Re: Shorthand for default attributes (was: Re: Whitespace) from Bert Bos on 1997-05-14 (w3c-sgml-wg@w3.org from May 1997)

From: Bert Bos <bbos@mygale.inria.fr>
Date: Wed, 14 May 1997 21:19:56 +0200 (MET DST)
To: w3c-sgml-wg@w3.org
Message-Id: <199705141919.VAA07984@mygale.inria.fr>
David Durand writes:
 > At 8:19 PM +0200 5/13/97, Bert Bos wrote:
 > >Alex Milowski writes:
 > > > Hmmm, looks similar to #CURRENT which is in SGML but not in XML.
 > > >
 > > > I have never found a *really good* reason for #CURRENT.  It would seem that
 > > > #CURRENT is also a "shorthand" for a container.
 > >
 > >There are at least two problems with #current: (1) it is not
 > >hierarchical, and (2) it is in the DTD and not in the document
 > >instance.
 > 
 > Both of these are critical.
 > 
 > > > We want parsing to be easy in XML--not harder because of special cases.  I
 > > > believe this is one of the reasons why #CURRENT was not included (among
 > >other
 > > > reasons that we don't need to go over again).
 > >
 > >I agree. It is easier to parse if there are no default attributes, and
 > >I like to keep the language as small as possible, but if there are
 > >many elements that need the same attribute value, then specifying that
 > >value in only one place is better in terms of document maintanance: it
 > >helps to avoid errors and is easier to change later.
 > 
 > That's why defaults are currently in. If you read the back-issues of the
 > list, you will see that we are waiting on ISO to allow separate ATTLIST
 > definitions, so that internal subsets can contain delcarations for default
 > Attribute values.

Internal subsets are bad, for two reasons:

  1. they are hard to parse (I guess the syntax can be changed, but the
     second reason still remains:)

  2. they mix constraints on the format with shortcuts, defaults and
     parsing instructions.

 > 
 > If not, a variety of other solutions have been floated. But it looks as
 > though ISO is oging to help us.
 > 
 > >
 > >The trade-off is whether such a mechanism will complicate the
 > >applications. I think declaring defaults for attributes locally, with
 > >scope until the end of the element in which they are declared, is not
 > >complicated to implement (it's a stack, and every parser needs a stack
 > >anyway), while providing a lot of benefit.
 > 
 > Yes, but it creates unbounded linear dependencies, forcing the parsing of
 > an entire document from the beginning, with all entitiy references
 > resolved. A State-independent solution allows "lazy" entity parsing, and
 > re-use of partial documents as well-formed XML fragments.
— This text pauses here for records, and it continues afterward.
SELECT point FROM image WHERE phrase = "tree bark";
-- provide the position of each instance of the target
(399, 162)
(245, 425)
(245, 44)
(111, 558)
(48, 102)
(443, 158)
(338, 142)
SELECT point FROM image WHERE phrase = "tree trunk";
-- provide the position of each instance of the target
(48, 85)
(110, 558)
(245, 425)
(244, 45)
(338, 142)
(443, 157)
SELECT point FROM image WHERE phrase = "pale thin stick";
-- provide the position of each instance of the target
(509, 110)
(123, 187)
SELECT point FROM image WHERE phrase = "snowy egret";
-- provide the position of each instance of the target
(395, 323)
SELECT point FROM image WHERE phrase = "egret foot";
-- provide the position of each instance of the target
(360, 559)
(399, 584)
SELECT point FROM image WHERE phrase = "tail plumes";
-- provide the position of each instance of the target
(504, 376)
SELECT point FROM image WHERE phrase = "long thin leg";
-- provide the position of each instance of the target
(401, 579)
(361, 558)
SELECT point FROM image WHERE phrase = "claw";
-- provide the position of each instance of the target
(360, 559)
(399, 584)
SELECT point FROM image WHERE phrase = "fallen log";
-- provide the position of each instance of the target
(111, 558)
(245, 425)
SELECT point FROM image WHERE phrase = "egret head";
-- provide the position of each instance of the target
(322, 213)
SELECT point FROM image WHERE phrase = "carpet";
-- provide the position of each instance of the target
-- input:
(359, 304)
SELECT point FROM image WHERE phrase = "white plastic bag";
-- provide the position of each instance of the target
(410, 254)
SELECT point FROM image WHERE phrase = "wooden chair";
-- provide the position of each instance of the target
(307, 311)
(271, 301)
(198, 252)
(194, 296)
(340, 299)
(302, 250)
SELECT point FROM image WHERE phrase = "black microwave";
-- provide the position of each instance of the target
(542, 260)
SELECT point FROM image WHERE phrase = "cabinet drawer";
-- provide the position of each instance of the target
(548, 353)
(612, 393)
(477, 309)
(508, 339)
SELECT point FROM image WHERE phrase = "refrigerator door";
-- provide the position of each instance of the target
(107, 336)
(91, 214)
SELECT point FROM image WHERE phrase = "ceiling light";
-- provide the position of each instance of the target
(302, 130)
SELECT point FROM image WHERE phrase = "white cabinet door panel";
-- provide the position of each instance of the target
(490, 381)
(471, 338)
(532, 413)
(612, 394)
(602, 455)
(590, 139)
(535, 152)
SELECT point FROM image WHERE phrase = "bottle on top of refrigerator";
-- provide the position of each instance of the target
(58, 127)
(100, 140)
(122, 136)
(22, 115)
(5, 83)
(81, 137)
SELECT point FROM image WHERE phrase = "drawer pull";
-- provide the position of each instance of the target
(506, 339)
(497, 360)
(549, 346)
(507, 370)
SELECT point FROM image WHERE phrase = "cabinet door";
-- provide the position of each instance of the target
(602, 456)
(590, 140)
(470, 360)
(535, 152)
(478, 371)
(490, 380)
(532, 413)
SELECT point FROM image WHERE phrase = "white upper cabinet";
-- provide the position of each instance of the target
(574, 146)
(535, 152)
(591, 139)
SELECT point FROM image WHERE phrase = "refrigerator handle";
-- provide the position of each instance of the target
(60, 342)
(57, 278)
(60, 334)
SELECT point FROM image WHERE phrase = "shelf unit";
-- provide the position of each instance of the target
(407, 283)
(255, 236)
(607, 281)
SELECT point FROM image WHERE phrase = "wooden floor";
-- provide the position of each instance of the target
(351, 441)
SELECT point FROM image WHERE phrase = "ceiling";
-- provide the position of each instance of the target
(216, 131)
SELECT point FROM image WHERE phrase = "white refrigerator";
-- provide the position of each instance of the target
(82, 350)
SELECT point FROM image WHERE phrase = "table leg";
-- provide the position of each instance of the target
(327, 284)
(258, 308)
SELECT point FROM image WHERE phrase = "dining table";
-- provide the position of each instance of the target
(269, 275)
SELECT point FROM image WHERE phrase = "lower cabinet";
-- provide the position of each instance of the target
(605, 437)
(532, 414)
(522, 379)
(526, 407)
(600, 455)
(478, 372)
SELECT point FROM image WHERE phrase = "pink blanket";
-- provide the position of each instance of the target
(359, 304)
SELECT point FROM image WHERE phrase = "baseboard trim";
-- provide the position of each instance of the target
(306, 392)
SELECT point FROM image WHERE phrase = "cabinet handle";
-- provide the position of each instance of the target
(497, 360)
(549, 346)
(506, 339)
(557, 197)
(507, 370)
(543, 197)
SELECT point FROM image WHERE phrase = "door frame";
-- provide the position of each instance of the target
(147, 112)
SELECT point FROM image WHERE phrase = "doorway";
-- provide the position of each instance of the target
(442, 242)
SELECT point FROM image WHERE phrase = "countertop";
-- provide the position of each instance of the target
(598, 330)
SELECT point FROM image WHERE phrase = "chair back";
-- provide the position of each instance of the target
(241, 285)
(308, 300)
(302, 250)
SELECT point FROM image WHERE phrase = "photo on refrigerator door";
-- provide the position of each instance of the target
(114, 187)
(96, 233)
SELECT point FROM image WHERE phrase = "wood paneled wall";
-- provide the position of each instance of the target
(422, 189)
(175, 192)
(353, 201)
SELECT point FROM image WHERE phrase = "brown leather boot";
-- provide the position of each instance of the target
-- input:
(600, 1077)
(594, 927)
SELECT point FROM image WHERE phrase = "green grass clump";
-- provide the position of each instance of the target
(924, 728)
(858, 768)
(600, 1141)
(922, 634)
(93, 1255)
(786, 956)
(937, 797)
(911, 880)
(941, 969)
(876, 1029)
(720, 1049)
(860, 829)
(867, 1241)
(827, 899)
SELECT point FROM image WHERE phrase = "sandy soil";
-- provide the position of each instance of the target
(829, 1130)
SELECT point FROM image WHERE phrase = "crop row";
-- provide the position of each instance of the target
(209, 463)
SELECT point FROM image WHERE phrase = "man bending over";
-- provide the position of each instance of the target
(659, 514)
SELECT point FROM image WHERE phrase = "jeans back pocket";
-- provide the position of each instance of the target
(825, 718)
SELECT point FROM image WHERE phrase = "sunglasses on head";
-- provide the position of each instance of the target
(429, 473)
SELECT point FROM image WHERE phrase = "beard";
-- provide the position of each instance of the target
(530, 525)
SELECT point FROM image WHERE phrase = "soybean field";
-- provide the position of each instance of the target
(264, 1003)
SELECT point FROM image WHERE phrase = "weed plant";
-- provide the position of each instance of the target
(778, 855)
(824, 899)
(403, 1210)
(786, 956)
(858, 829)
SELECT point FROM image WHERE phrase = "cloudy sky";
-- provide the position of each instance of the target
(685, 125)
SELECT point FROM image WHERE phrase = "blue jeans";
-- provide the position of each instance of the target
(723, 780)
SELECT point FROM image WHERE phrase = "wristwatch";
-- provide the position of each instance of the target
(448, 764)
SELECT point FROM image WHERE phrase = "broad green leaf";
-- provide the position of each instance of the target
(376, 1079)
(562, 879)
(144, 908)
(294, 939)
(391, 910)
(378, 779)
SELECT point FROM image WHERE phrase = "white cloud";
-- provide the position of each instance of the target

True, in the worst case, but there are several arguments why this is
not a big problem:

  - The vast majority of documents is small, on the Web that is even
    more true than elsewhere.

  - When you parse backwards (up in the tree), you can stop as soon as
    you find an appropriate definition. Especially in a large
    document, that is likely to be well before you reach the root.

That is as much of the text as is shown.